Ruther addes he’s very interested in what Vail InDeed 2.0 will look like and whether its success can be duplicated in other ski towns from Sun Valley to Jackson to Lake Tahoe.
“We all have the same tools in our toolbox, which are inclusionary zoning and commercial linkage and development impact fees and such, and we all have a housing problem,” Ruther added. “The Vail InDeed program was an effort to look at a new and more innovative approach because the approaches that we’ve been using just haven’t been solving the problem.”
And that problem has led to local businesses folding or scaling back services when they could actually be expanding if there was enough available labor, according to Ruther and representatives of the business community.
“Workforce housing is consistently listed as the top pain point for local businesses with regards to business growth and employee retention,” Vail Valley Partnership President and CEO Chris Romer said. “And we’re not unique. Mountain resort communities across the country are faced with similar challenges.”
Spencer says mountain towns need to band together because no one community has all the answers and no one company can offer all the solutions. Romer agrees that seemingly competing destinations can find strength in numbers and offer regional solutions that will benefit the entire outdoor recreation and mountain tourism industry.
“We’re fortunate to be able to host the inaugural summit and expect attendees will learn new practices, reinforce best practices, and learn from others to strengthen their local efforts,” Romer said. “We believe we’re better together and the U.S. Mountain Community Summit is a great example of peer learning.”
Spencer comes at the housing crunch with a global perspective, having grown up in Idaho and then traveled extensively after launching companies dedicated to solving complex problems from food security to water scarcity to infrastructure challenges in remote mountain communities around the globe that are “geo-fenced” by nature.
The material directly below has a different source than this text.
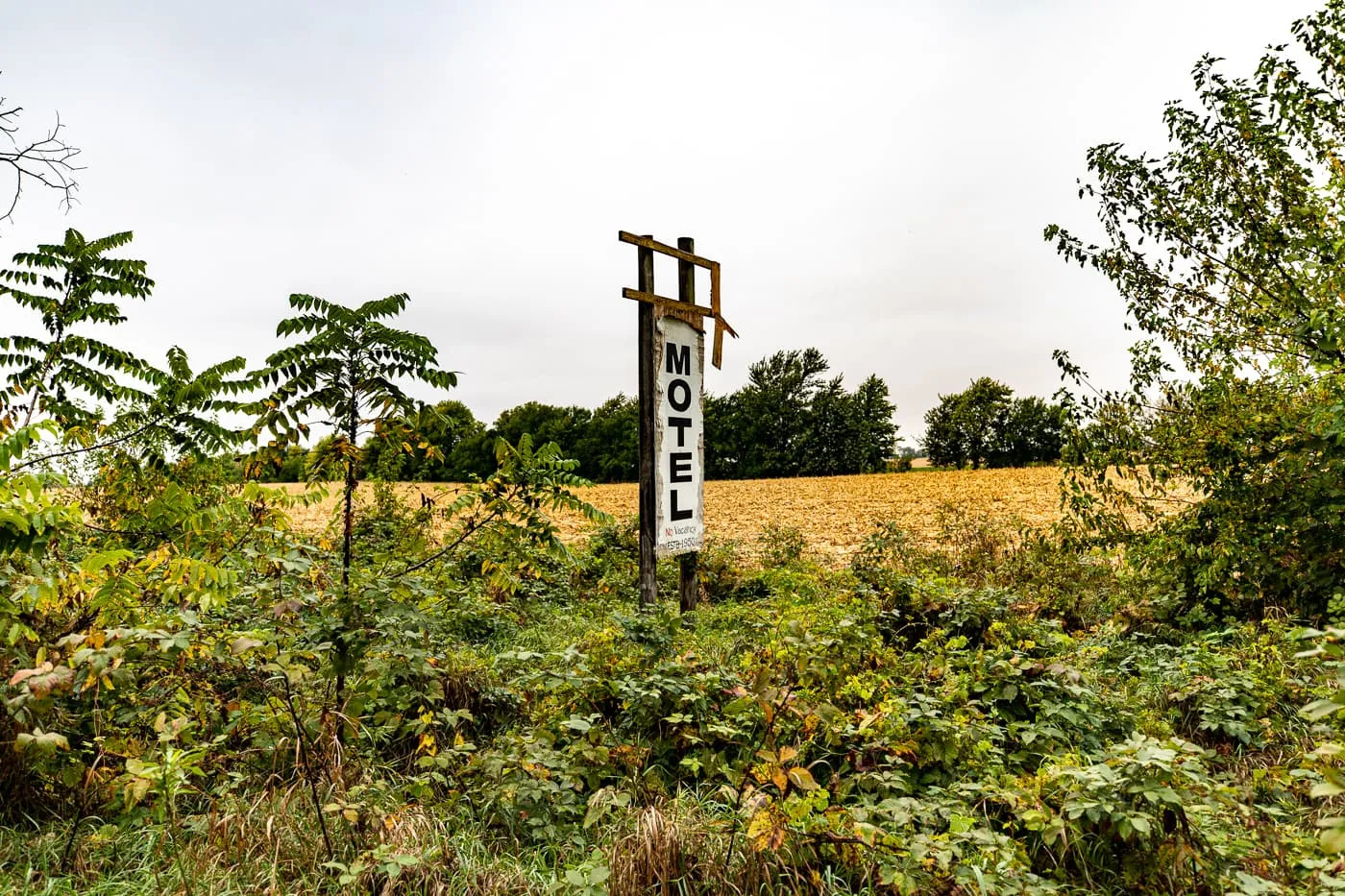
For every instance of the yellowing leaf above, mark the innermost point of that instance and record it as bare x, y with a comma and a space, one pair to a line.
802, 778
Returning to Sun Valley to raise a family, she realized the severe housing challenges facing even middle- to higher-income people trying to find a way to live and work in mountain communities across the West. An “impact investor” friend then challenged her to find some innovative solutions. Thus began a six-month study that led to the first U.S. Mountain Community Summit.
A former ski racer and a certified ski guide, Spencer discounts the notion of the “elevator pitch” in favor of the “chairlift pitch” to network and get deals done. There’s a heavy dose of that approach in the three-day summit schedule, along with the requisite panels and discussions. Those topics range from the potential of prefabs to incentivizing investment in aging resort real estate to new workforce housing solutions to innovations in impact investment.
“You cannot solve this problem without committed impact investors,” Spencer said “And for us that’s a very specific definition. These are folks who have pre-agreed to a 10 percent IRR (Internal Rate of Return) for 30 years … That’s a very unique investor, right? A normal developer is looking for like a 30 to 40 percent return on investment in three years.”
It’s a philanthropic mindset that’s aimed at improving a community with a lower, longer-term yield. It will take public policies coupled with that kind of private investment to solve the problem, Spencer adds, and she’s echoed by others versed in the workforce housing world.
“From Vail to Gypsum, the Eagle River Valley community has prioritized bringing on new housing projects by thinking creatively and leveraging private-public partnerships,” said Kristin Kenney Williams of Commfluent Inc., a political affairs consultant and a member of the Eagle County Housing Task Force who’s helping to organize the summit.
“Being able to learn from thought leaders and impact investors from across our fellow mountain resort communities in an ongoing dialogue will help us achieve new opportunities,” Kenney Williams added. “Vail and our surrounding towns were built on bold and collaborative ideas and bringing that passion to housing will ensure one strong community.”